The Plan
I had a grand plan to combine several different boards and create a game of telephone between my phone sending a message over bluetooth serial into an esp32 and then connecting to an attiny and then a SAMD and then serial into my computer. I had hoped to have the message get modified slightly on every hop along the way. This plan did not survive first contact with reality.
Bluetooth
I have an esp32 devboard and installed the esp32 arduino board library. I downloaded the serialToSerialBT example program and a bluetooth serial test app to my phone and was able to connect the two and whatever I typed on my phone was repeated over the serial monitor onto my laptop and vice versa. I didn’t have time to mill my own esp32 board so that is where I left bluetooth for now.
I2C and Serial
I wanted to try to connect two boards with I2C and though it would be a good protocol to communicate between different architectures. I wanted to also expose serial lines as a back up incase I2C was harder than I expected. I had planned to make an Attiny based board and an SAMD based board to get them both talking. I made the Attiny board but had some problems that slowed me down so the SAMD board hasn’t happened yet.
Attiny Board Design
I setup a simple schematic for an Attiny412 board that had headers for updi, power, and ground, an another header for SDA, SCL, TX, RX, power and ground. This would pass I2C, serial, and power between linked boards. I also wanted to play a bit with circuit board art because I’ve been jealous of all the interesting looking boards other people in fab academy have been making. I decided since my boards were going to play a game of telephone the board should look like a rotary phone. I had one extra pin so I added a rotary potentiometer as an input that could be used for some added fun if everything else works.
Circuit Design
The circuit design for I2C is the only new peripheral for this board. I2C uses 2 pins a data pin SDA and a clock pin SCL. The recommendation is to use 10K pull up resistors between these lines and VCC to hold the line high when not driven. I messed this up and just put these resistors in the line instead of as pull ups but I didn’t want to mill new boards again so I just bodged in some jumpers and 0 ohm resistors where I had mistakenly specified them. I’ve fixed the board design for future iterations.
Board Art
I found some phone clip art online and converted that into a vector graphic with inkscape. I simplified the graphic to just the outline and the numbered circles. I imported the outline as and edge cut layer and the numbered circles as a user drawings layer in kiCAD. I spent too much time trying to route the connectors for updi and communication to sit on the actual telephone speaker and microphone but decided the board was already bigger than it needed to be so I just put them down in the base. I did put the potentiometer right in the center of the numbers incase I had time to add a dial or pointer to select a number (I didn’t).
Milling and Populating
I had ordered some new tapered stub end mills suggested by Dan Meyer. These are great because they are more robust than the 1/32" stub end mill I had been using and can run at much higher speed without breaking. The problem is that I got 0.0150 tipped end mills but they are a 15 degree V bit so at a 0.002" depth of cut they are actually 0.017" which is just a bit wider than the 0.4mm. This meant that when I ran the layout through mods with this size bit some of the traces were too close together and my first iteration of the board had a bunch of merged traces. I re routed the board increasing the track clearance to 0.44mm and re milled it. I made two boards. One still had a few traces too close together so I fixed that with a razor blade.

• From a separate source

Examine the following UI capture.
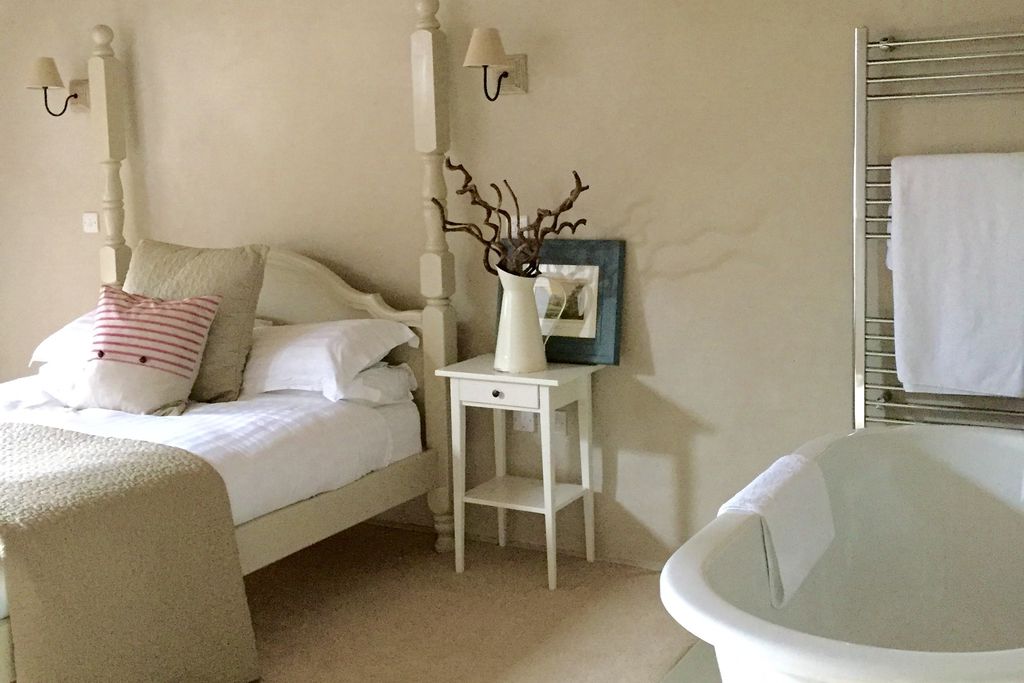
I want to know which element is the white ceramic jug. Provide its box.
[495,268,548,373]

I also realized at this point my mistake about I2C resistors that were supposed to be pull up resistors so I bridged some extra copper to ground and moving the pull up resistors to those bridged copper pads. I placed 0 ohm resistors where I had originally placed them. I modified the board layout to fix this if I need to build more.
I2C Code
At this point I wanted to test these boards before I moved on to make the SAMD board. It was at this point when I realized that I2C probably wasn’t the right protocol for this project. Sparkfun has some good tutorial information. There is also some good info and example code with the Arduino Wire library. Sparkfun has a good note on terminology for I2C, “You may be familiar with the terms “master” and “slave” to represent the relationship between devices on an I2C bus. The terms are considered obsolete and are now replaced with the terms “controller” and “peripheral,” respectively.” I will try to use the controller/peripheral terminology but the Arduino example code still uses the outdated terms.

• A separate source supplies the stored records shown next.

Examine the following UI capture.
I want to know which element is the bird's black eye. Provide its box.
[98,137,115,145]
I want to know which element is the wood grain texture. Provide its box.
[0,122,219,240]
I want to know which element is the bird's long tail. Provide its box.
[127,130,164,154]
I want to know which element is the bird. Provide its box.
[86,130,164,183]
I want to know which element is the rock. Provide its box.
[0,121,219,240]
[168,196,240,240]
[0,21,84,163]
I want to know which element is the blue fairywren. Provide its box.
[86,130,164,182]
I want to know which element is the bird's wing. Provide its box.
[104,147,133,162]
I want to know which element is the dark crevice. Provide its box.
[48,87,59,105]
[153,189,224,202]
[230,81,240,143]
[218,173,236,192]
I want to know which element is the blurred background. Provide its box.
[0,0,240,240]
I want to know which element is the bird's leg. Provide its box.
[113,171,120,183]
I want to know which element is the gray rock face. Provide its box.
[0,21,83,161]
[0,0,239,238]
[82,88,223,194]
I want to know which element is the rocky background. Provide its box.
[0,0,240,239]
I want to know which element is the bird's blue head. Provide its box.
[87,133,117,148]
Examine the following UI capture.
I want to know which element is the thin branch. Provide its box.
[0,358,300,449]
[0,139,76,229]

I loaded up the Arduino examples for a reader/writer and loaded one of each onto my boards. I added some serial output to confirm things were running and each board seemed to work fine on it’s own but they wouldn’t talk to each other. I loaded the controller code onto both boards so they would send data. I took out my logic analyzer and plugged into each end’s I2C pins to see where the missing link was. One board looked good but I wasn’t getting anything from the other. I took out my multimeter and found a cold solder joint on one of the I2C lines. Fixed that joint and then it looked good. I put the peripheral code back on one board and they started talking.
I then wasted a lot of time trying to remember how to deal with byte arrays in C to send the value of the potentiometer back across the I2C lines as a set number of bytes. I couldn’t get it working. I don’t miss statically typed languages. I need to setup a board that can run microPython.